Judge rules Strandberg lawyer will also be defense witness

Attorney, doctors differ over statement at exam
By The Spokesman-Review
 
Insanity plea

Defense attorney Chris Bugbee has previously said in court that his client killed Bergeron. However, he has argued that Strandberg should be found not guilty by reason of insanity.

Mental health professionals at Eastern State Hospital have regularly concluded that Strandberg suffers no mental illness and that he was essentially faking his delusions.

Strandberg’s trial is set for Sept. 12.

A judge ruled Monday that defense attorney Chris Bugbee will continue to represent accused crossbow killer Cole K. Strandberg. But the lawyer now has an added job title: witness.

Bugbee has a different recollection of what his client said during a mental health exam regarding when he had sex with the victim than the doctors, putting the defense lawyer in the unusual position of having to present Strandberg’s legal defense as well as present testimony as a sworn witness.

Because of that potential conflict, Deputy Spokane County Prosecutor Mark Cipolla asked Superior Court Judge Tari Eitzen to remove Bugbee as Strandberg’s attorney. The judge rejected it.

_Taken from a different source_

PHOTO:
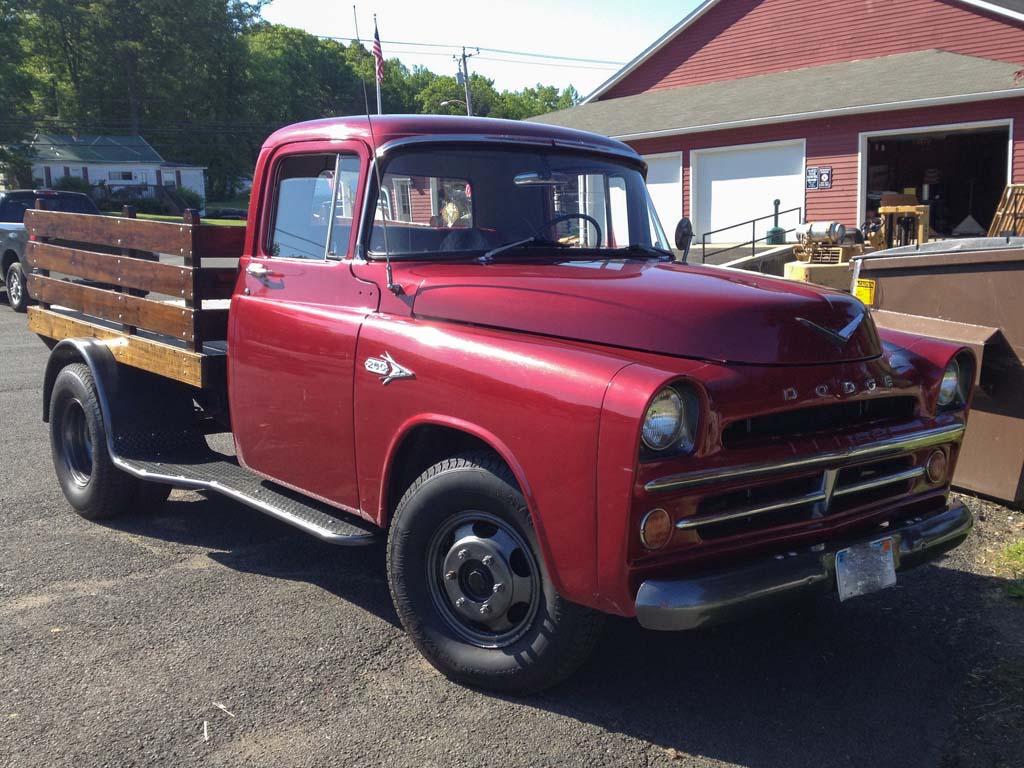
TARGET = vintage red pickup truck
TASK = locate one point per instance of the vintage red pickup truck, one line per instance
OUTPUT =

The problem arose following a forensic interview attended by Strandberg, Bugbee and two mental health professionals at Eastern State Hospital, which has been criticized for its handling of the case.

At that recent interview, Strandberg indicated that he had sex with 22-year-old Jennifer Bergeron, whom he killed with a crossbow on Jan. 7, 2008. The two mental health doctors wrote in their notes that they remember Strandberg saying that he had sex with his victim prior to the killing. But Bugbee claims, and his notes reflect, that Strandberg said he had sex with the woman after she died.

While morbid, the timing is key in deciding whether Strandberg can be charged with rape. Under state law, a rape cannot occur with someone who is dead, Cipolla said.

“The state really doesn’t want to see” Bugbee removed, Cipolla said. “But … we have to be very careful how we proceed.”

Bugbee said he didn’t believe it was a conflict to testify about his recollection of the interview in dispute.

“The only question is whether it’s allowed to have the advocate testify as a witness,” he said.

Eitzen decided to allow Bugbee to testify and remain as attorney, but his testimony will be narrowly focused on the single issue.

“We’ve got a young man who has been incarcerated since 2008. To change attorneys at this point would cause another year delay,” she said. “I can’t do that to this young man.”